Court Kings and Obstacle Aces

Team Esplanade Rolls To Wheelchair Basketball Title

Marine Corps veteran Pierre Sturgis had a blast at his first National Veterans Wheelchair Games.

Not only did he get to play the sport he loves, wheelchair basketball, but he helped lead his team to the wheelchair basketball title at Tuesday’s final day of the 43rd NVWG in New Orleans.

Sturgis scored a game-high 21 points and had nine rebounds, while Perry Price added 18 points and six rebounds and Jesse Lind had 13 points and 10 rebounds in Team Esplanade’s 64-39 win over Team St. Charles inside the Ernest N. Morial Convention Center in New Orleans.

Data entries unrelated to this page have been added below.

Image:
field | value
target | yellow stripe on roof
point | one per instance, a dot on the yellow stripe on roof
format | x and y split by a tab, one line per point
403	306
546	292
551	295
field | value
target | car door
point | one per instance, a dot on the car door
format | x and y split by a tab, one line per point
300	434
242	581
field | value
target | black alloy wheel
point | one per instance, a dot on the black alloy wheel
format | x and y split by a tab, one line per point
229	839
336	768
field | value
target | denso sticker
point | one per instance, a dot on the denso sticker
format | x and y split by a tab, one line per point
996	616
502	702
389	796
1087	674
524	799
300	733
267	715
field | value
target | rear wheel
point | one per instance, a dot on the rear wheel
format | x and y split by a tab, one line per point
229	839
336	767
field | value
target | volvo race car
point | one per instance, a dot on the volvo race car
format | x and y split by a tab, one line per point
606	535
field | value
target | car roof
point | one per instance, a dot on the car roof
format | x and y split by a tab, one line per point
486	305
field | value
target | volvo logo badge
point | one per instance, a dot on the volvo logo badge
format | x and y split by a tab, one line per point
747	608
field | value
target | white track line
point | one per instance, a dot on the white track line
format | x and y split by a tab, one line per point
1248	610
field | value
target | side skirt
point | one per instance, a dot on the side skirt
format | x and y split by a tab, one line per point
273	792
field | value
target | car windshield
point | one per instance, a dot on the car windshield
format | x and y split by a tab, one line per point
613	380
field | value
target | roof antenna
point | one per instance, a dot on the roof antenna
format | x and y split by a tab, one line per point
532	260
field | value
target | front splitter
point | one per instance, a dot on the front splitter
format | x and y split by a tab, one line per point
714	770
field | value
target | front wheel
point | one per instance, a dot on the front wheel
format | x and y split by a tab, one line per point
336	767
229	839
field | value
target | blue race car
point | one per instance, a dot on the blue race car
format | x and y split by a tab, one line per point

Team Esplanade and Team St. Charles face off during the 2024 NVWG basketball gold medal game. (Photo by Christopher Di Virgilio).

 

Sturgis made all five of his first-half shots and went 10-of-15 from the field overall. Freddie Smith had nine points for Team St. Charles. The teams were named after streets in New Orleans.

Sturgis served from 2010 to 2021 doing logistics (motor transport) and is a left above-the-knee amputee after sustaining an out-of-service gunshot wound in April 2021.

But he actually found out a day before coming to the NVWG that he’s going back into the Marines and will be a Reservist later in August.

He loved his first NVWG experience, especially wheelchair basketball, participating in the adaptive sports and just the camaraderie.

“The older veterans came up to me. They knew I was new. The moment they see me, they was like, ‘We’ve never seen you before. You must be new.’ I’m like, ‘I am. This is my first year.’ They’re like, ‘Welcome. We appreciate you being here.’ Just the love and the camaraderie they’ve shown, it really allowed me to just be part of the community,” Sturgis says.

Norris Defends Super G Crown

New obstacles, new course, but that didn’t faze Russ Norris.

The Army veteran and Paralyzed Veterans of America Northwest Chapter member captured his second straight “Super G” obstacle course at Tuesday’s final day of the 43rd National Veterans Wheelchair Games at the Ernest N. Morial Convention Center in New Orleans.

Norris finished in 3 minutes and 28 seconds, just edging out novice, Navy veteran and PVA Mountain States Chapter member Cody Smith. Smith was the last of the eight finalists to go — and only finished a few seconds behind Norris.

U.S. Army veteran Russ Norris took gold during the Super G slalom obstacle course at the 2024 NVWG. (Photo by Christopher Di Virgilio).

This year’s Super G featured a couple of new speed bump areas, which gave competitors, including Norris, some trouble early in the event.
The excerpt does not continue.